Dr. Jason Singh is Executive Director for OneSight, a nonprofit organization providing sustainable access to quality vision care and eyewear in underserved communities worldwide.

Dr. Ingrid Bianca Byerly teaches ethnomusicology on the faculty of Duke University and the University of Virginia’s Semester at Sea voyages.

Joe Boyd is the founder and president of Rebel Pilgrim Productions, a film, television and web media production company that tells stories that spark people to hope and action.



Ron Esposito, M.A. plays Crystal and Tibetan Singing Bowls to create music that is quiet, dreamy, and introspective.

Dr. Tonya Matthews is an award-winning writer and poet who is known as the JaHipster

Ass Ponys was an indie rock band based in Cincinnati, Ohio.

For more details on the program, visit TEDxCincinnati.com.

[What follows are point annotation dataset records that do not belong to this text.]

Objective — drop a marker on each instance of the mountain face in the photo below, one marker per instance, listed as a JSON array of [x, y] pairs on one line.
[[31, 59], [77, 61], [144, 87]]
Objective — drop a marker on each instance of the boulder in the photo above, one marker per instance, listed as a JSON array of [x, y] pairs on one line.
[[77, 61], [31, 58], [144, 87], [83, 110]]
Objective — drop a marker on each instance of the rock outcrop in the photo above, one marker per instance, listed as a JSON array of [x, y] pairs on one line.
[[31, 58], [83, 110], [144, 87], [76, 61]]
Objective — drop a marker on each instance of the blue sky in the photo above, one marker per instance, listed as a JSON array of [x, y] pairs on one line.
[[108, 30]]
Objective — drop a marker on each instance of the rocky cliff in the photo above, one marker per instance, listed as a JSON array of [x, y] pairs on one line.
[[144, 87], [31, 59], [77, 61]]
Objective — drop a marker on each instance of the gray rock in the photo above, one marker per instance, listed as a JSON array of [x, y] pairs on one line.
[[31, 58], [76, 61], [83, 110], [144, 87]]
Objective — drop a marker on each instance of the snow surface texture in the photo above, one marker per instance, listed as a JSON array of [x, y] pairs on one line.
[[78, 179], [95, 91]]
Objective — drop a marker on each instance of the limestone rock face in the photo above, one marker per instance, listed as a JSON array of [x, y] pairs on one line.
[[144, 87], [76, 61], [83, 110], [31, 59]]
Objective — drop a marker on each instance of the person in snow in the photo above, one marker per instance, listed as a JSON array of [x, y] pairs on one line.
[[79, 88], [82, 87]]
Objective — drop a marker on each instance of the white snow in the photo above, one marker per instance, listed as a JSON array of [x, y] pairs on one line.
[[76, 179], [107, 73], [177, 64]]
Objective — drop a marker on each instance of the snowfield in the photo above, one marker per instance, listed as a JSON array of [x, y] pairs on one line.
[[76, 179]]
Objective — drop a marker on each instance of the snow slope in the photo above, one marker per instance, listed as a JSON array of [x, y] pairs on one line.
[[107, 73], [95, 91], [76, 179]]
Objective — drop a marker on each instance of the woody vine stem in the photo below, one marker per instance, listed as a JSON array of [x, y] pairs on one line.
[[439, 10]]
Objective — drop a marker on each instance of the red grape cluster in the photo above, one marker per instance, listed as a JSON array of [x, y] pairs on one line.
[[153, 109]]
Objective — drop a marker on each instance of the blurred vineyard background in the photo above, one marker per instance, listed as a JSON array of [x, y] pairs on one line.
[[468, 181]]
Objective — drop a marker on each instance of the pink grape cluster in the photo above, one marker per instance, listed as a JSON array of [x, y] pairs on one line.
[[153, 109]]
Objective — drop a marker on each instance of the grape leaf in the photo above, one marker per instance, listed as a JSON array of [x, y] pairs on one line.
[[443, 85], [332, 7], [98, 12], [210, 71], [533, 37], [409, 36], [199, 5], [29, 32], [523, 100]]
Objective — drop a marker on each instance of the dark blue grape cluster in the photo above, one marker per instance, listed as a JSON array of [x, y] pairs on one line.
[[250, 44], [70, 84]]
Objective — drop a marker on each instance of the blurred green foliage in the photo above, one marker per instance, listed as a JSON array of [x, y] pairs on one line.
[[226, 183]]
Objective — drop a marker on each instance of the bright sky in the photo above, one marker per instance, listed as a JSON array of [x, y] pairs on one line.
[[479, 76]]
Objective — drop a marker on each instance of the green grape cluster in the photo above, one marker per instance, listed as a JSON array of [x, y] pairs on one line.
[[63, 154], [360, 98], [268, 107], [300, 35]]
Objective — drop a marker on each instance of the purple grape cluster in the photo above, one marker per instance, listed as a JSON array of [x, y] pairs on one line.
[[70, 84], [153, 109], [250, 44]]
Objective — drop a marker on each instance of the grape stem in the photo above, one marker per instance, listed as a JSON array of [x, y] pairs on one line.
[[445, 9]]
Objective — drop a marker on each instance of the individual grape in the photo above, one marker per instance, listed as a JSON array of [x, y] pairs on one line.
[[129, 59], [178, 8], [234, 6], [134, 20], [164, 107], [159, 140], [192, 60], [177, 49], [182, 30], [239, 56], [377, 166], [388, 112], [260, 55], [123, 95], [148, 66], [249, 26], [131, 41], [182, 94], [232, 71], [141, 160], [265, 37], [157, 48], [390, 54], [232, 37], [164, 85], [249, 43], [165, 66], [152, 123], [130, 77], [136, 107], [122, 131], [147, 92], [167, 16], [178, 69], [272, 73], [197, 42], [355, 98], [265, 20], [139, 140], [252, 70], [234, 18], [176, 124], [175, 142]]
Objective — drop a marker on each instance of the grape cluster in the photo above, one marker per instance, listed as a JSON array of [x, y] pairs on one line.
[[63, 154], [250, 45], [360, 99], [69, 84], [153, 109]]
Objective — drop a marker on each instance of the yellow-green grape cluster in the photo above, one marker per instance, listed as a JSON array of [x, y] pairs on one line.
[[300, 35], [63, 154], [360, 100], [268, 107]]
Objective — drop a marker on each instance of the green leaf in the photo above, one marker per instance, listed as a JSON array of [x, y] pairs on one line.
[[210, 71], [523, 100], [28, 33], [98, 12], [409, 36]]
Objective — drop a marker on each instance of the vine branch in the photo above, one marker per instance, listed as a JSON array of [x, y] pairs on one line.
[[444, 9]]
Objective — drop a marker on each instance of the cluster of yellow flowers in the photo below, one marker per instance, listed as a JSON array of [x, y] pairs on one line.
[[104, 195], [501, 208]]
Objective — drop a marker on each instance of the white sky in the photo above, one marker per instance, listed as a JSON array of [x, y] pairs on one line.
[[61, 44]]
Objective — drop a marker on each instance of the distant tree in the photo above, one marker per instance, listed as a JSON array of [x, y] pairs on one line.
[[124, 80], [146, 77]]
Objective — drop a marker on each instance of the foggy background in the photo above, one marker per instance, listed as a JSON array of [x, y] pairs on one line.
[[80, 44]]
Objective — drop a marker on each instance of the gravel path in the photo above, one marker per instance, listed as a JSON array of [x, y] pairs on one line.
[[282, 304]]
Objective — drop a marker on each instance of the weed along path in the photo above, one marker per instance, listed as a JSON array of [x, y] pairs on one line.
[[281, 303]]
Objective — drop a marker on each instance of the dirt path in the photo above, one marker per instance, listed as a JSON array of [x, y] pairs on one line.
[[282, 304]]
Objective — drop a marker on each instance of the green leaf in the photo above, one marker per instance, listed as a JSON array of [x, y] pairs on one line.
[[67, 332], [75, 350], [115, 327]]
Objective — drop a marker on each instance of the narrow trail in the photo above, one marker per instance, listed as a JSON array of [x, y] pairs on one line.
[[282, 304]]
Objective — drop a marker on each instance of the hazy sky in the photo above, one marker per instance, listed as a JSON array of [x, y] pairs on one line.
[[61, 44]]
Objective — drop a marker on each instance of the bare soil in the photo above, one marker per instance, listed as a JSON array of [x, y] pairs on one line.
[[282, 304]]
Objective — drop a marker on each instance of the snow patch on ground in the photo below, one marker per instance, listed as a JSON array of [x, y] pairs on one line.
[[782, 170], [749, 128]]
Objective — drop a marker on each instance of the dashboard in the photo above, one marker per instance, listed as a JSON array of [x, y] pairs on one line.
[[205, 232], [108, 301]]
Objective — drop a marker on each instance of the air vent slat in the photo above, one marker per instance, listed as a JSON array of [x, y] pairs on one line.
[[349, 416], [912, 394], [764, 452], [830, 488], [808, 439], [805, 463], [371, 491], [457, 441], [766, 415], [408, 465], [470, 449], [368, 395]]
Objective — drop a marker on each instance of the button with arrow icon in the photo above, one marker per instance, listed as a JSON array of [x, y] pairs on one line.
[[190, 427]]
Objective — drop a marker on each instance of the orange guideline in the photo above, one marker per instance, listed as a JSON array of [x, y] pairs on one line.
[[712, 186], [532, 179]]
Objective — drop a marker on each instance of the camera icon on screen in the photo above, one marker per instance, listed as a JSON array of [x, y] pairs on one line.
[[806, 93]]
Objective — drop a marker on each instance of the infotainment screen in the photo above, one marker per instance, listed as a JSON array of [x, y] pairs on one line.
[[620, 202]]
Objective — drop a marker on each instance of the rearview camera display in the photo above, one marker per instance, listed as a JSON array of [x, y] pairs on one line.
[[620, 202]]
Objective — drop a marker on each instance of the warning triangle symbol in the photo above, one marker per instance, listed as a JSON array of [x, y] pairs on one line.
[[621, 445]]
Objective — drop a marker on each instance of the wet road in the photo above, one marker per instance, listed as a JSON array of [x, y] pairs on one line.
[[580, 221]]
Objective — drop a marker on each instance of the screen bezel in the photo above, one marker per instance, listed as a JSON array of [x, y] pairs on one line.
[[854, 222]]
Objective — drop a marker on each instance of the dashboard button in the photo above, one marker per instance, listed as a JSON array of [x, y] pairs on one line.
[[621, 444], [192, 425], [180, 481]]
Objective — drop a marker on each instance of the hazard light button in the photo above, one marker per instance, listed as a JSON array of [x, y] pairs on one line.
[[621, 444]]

In the spirit of ideas worth spreading, TEDx is a program of local, self-organized events that bring people together to share a TED-like experience. At a TEDx event, TEDTalks video and live speakers combine to spark deep discussion and connection in a small group. These local, self-organized events are branded TEDx, where x = independently organized TED event. The TED Conference provides general guidance for the TEDx program, but individual TEDx events are self-organized. (Subject to certain rules and regulations.)

About TED

TED is a nonprofit organization devoted to Ideas Worth Spreading. Started as a conference in California 26 years ago, TED has grown to support those world-changing ideas with many initiatives. On TED.com, talks from TED conferences are shared with the world for free as TED Talks videos. A new TED Talk is posted every weekday.